All three individuals I spoke with share connections to the EA community, with Jason Matheny, RAND's CEO, previously involved with Anthropic's Long-Term Benefit Trust. I'm prompted to delve deeper into EA's growing influence by Brendan Bordelon's reporting, which referred to the infiltration of EA-linked funders into Washington’s policy landscape as an “epic infiltration.” As Bordelon states, a dedicated faction of effective altruism supporters is significantly shaping approaches to AI governance.
Cohere's Response to EA Concerns
I spoke with Nick Frosst, co-founder of Cohere—an AI competitor to Anthropic and OpenAI—who disagrees with the notion that large language models present an existential threat.
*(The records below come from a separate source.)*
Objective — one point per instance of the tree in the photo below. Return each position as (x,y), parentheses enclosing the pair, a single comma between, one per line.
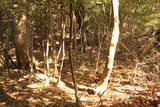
(24,39)
(112,49)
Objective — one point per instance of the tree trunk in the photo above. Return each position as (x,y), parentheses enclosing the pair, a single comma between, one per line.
(24,40)
(110,55)
(70,54)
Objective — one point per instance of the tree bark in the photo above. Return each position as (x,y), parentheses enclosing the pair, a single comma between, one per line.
(70,54)
(24,39)
(112,49)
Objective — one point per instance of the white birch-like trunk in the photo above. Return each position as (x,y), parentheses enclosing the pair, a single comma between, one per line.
(112,49)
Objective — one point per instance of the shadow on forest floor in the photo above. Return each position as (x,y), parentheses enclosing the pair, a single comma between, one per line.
(127,88)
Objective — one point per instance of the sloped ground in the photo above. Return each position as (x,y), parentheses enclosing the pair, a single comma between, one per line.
(130,86)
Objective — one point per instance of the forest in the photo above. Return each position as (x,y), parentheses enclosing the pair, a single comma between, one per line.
(79,53)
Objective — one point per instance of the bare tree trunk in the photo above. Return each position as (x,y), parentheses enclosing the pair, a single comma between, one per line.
(70,54)
(24,40)
(110,59)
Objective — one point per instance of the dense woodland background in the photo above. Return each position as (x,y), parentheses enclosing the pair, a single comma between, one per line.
(52,51)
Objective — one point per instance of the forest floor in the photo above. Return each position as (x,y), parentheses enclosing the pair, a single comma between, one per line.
(128,87)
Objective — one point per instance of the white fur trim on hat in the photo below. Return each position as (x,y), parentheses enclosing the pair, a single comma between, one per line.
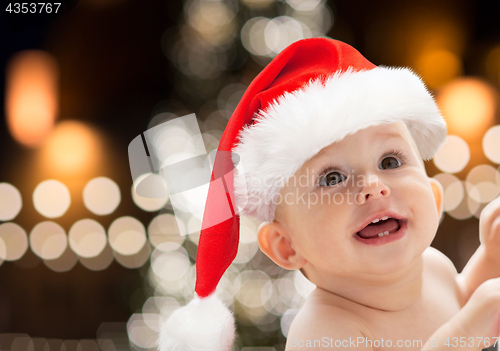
(204,324)
(297,125)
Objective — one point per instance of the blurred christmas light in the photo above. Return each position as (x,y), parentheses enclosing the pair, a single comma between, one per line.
(453,190)
(63,263)
(491,144)
(87,238)
(146,203)
(10,202)
(307,5)
(163,232)
(468,105)
(31,99)
(170,266)
(258,4)
(15,240)
(101,196)
(267,37)
(88,345)
(438,67)
(71,148)
(483,179)
(212,20)
(48,240)
(127,235)
(99,262)
(51,198)
(136,260)
(466,207)
(453,155)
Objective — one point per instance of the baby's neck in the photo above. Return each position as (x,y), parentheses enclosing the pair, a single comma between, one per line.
(396,292)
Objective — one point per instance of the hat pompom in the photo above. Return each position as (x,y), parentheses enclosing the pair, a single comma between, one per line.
(204,324)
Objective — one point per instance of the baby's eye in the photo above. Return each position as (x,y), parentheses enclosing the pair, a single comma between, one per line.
(332,178)
(389,163)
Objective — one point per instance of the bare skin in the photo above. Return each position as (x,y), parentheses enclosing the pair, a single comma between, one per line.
(401,290)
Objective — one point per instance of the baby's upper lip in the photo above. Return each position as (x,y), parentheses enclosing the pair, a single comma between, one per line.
(379,215)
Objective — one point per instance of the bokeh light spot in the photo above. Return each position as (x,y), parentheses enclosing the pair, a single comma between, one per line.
(72,148)
(31,96)
(491,144)
(127,235)
(87,238)
(146,203)
(468,106)
(48,240)
(51,198)
(164,233)
(15,240)
(439,67)
(101,196)
(453,155)
(10,202)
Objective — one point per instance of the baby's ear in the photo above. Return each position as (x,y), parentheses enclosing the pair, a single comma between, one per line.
(275,242)
(437,190)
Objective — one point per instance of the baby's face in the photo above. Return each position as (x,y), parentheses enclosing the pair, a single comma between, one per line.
(331,200)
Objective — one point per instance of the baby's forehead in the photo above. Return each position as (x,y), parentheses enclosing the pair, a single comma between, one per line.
(394,133)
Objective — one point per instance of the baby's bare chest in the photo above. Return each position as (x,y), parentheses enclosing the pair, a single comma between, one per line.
(411,329)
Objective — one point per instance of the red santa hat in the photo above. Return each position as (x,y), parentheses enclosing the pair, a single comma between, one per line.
(314,93)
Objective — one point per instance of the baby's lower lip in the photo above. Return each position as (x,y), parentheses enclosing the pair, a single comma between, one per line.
(377,241)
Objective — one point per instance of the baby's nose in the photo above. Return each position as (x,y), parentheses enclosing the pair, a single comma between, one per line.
(372,189)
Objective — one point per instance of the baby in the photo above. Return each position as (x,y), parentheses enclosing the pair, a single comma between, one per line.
(329,151)
(379,284)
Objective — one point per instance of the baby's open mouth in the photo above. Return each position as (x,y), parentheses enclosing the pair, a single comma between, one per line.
(379,228)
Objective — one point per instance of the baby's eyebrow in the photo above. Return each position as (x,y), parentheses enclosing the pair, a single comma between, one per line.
(387,135)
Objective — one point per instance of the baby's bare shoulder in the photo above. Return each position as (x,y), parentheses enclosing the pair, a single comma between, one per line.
(322,321)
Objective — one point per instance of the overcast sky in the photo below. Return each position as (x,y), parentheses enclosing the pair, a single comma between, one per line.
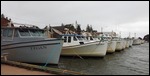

He highlighted that while Cohere secures its model weights, the primary concern is business-related rather than existential.
Frosst noted a philosophical distinction, asserting, “I think we may eventually develop true artificial general intelligence, but I don’t believe it will happen soon.” He has critiqued EA for its perceived self-righteousness around AI risks and questioned its moral framework regarding wealth accumulation.
He argued that EA's approach simplifies complex humanitarian impacts into quantifiable metrics, leading to morally questionable conclusions about AI’s existential risks.
AI21 Labs on Model Weights and Security
Yoav Shoham, co-founder of AI21 Labs, another competitor in the AI space, echoed similar sentiments, emphasizing that while they protect their model weights for trade-secret reasons, these weights are not the primary enabler for malicious actors. He pointed out that in today's geopolitical AI landscape, the majority of issues cannot be solely addressed through policy.
Shoham clarified that AI21 Labs is not part of the EA movement and sees a blend of responsible AI use with unfounded fear within the movement.
Critique of EA Perspectives at RAND
Amidst the criticism towards RAND for its connections to EA, some researchers internally dispute the movement's mainstream ideologies. Marek Posard, a RAND military sociologist, noted that philosophical debates surrounding AI, including those initiated by EA and e/acc advocates, distract from immediate AI policy concerns.
He asserted that while diverse perspectives are welcome at RAND, the focus should remain on addressing real-world problems rather than the ideological battles surrounding AI governance.
Addressing Present-day Risks in Cybersecurity
While the fields of AI security and traditional cybersecurity overlap, traditional cybersecurity focuses more on contemporary risks. Dan deBeaubien, who leads AI research at the SANS Institute, acknowledged the influence of the EA movement but emphasized understanding current LLM-related security threats over existential risks.
Coexisting with EA Discourses in D.C.
Some policymakers recognize EA's influence on AI security but prefer to coexist rather than confront its tenets directly. Mark Beall, former head of AI policy at the U.S. Department of Defense, stressed the importance of established safeguards rather than the reckless speed encouraged in tech culture.
Highlighting his work at the Pentagon on responsible AI policy, Beall countered claims that D.C. officials lack awareness of AI risks, asserting they have prioritized safety long before effective altruists entered the policy arena.
The Challenge of ‘Ungoverned AI’
Ian Bremmer, president of Eurasia Group, recently listed “ungoverned AI” among the top geopolitical risks for 2024, pinpointing tangible threats such as election disinformation. He acknowledged a valuable debate regarding model weight security but criticized the EA movement for minimizing other risks by focusing exclusively on catastrophic outcomes.
In conclusion, Bremmer pointed out that framing risks as existential could overshadow pressing issues, undermining the comprehensive discourse needed for effective AI governance.